Beyond the psychiatrist’s office
Empowering community-based mental health for young people
The rise of mental illness among young people is as daunting as it is undeniable. The rate of adolescents aged 12-17 in the U.S. who suffered a major depressive episode nearly doubled from 8% in 2007 (according to Pew Research Center) to 15.1% in 2018-19 (according to the Centers for Disease Control and Prevention).
Yes, 2007 is the year that the iPhone debuted, and we’ll save the debate of correlation versus causation for another time. However, the deleterious effects of social media — online bullying and the displays of curated perfection, to name two — on maturing psyches are well established.
And yes, the CDC report occurred before the isolation of the pandemic curbed the socialization that teens not only crave but also need on the road to adulthood.
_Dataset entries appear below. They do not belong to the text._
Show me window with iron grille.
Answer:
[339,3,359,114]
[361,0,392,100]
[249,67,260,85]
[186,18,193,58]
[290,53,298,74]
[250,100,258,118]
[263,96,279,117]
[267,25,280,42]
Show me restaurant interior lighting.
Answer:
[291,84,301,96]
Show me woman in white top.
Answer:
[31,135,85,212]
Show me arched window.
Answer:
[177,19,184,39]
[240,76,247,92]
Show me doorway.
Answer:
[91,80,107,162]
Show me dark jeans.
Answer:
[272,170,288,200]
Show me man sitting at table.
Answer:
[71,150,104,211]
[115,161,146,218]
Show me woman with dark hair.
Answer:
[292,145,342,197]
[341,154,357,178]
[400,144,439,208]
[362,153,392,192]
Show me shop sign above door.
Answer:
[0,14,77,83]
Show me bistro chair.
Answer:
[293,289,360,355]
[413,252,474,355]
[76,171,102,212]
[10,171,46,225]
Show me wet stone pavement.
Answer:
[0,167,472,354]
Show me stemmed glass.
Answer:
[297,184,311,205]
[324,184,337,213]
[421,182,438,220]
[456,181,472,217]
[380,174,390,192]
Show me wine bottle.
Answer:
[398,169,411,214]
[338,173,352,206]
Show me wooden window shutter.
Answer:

More recent information — a 2022 U.S. Substance Abuse and Mental Health Administration survey — indicates that among adolescents aged 12 to 17 in 2022, 19.5% (or 4.8 million people) had a major depressive episode in the past year.
Paul King, the president and CEO of Stanford Medicine Children’s Health, gives a cold-eyed assessment of the challenges in addressing young people’s mental health needs.
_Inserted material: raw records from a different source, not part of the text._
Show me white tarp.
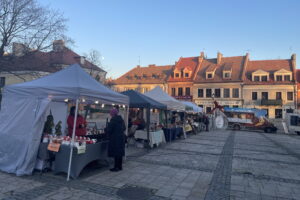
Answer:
[144,86,185,111]
[180,101,203,113]
[0,64,129,175]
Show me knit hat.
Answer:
[109,108,119,117]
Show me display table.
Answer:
[134,130,166,148]
[163,127,184,142]
[54,141,108,178]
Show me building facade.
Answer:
[193,53,249,112]
[115,52,300,119]
[168,53,204,101]
[113,65,174,93]
[243,54,298,119]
“Everybody seems to be searching for what to do,” King said. “Mental health seems to be an intractable problem, one for which demand has always and probably will always exceed supply in terms of the nation’s mental health professionals’ ability to provide services to these kids.”
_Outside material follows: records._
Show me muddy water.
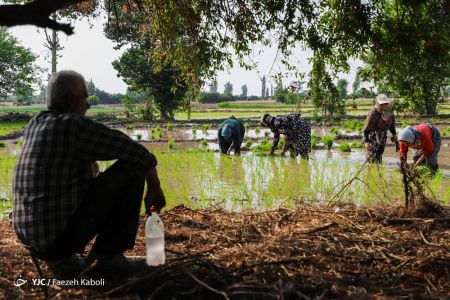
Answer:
[0,128,450,210]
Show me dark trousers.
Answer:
[37,161,145,259]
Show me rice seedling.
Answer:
[322,135,334,150]
[338,142,352,152]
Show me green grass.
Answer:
[0,148,450,213]
[0,121,27,136]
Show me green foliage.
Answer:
[441,127,450,137]
[330,127,341,135]
[311,134,318,149]
[338,142,352,152]
[167,139,175,150]
[88,96,100,107]
[202,123,211,133]
[336,78,348,99]
[322,135,334,150]
[201,139,208,148]
[350,141,364,149]
[120,94,134,113]
[113,46,188,120]
[252,139,272,152]
[223,81,233,97]
[245,139,253,148]
[342,120,364,132]
[361,0,450,114]
[0,27,42,99]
Yet King, a 40-year health care administrator, understands the unique position that children’s hospitals hold, not only in the medical community but also in the minds of the public.
“We can be that organization that brings together the mental health professionals, the schools, the community, organizations, the parents, the kids themselves,” King said. “What children’s hospitals can do uniquely is serve as a convener.”
“I think there’s a recognition that none of [the medical providers] can solve these problems by ourselves. And so we have to reach out and partner with others and really listen to the kids in terms of what they think they need, or what they believe is most helpful,” he said.
To better serve mental health needs, Stanford Medicine faculty and staff are finding ways to support young people beyond their medical offices, working with schools, parents, municipalities and community organizations to bring stakeholders together and provide psychiatric care and expertise.
Some, for example, have helped establish San Francisco Bay Area suicide prevention programs. Others are supporting the provision of mental health care and well-being services to immigrant youth in Half Moon Bay, California, the site of a January 2023 shooting spree witnessed by children and families that killed seven people, all immigrants. And others launched a growing network of youth mental health centers throughout California.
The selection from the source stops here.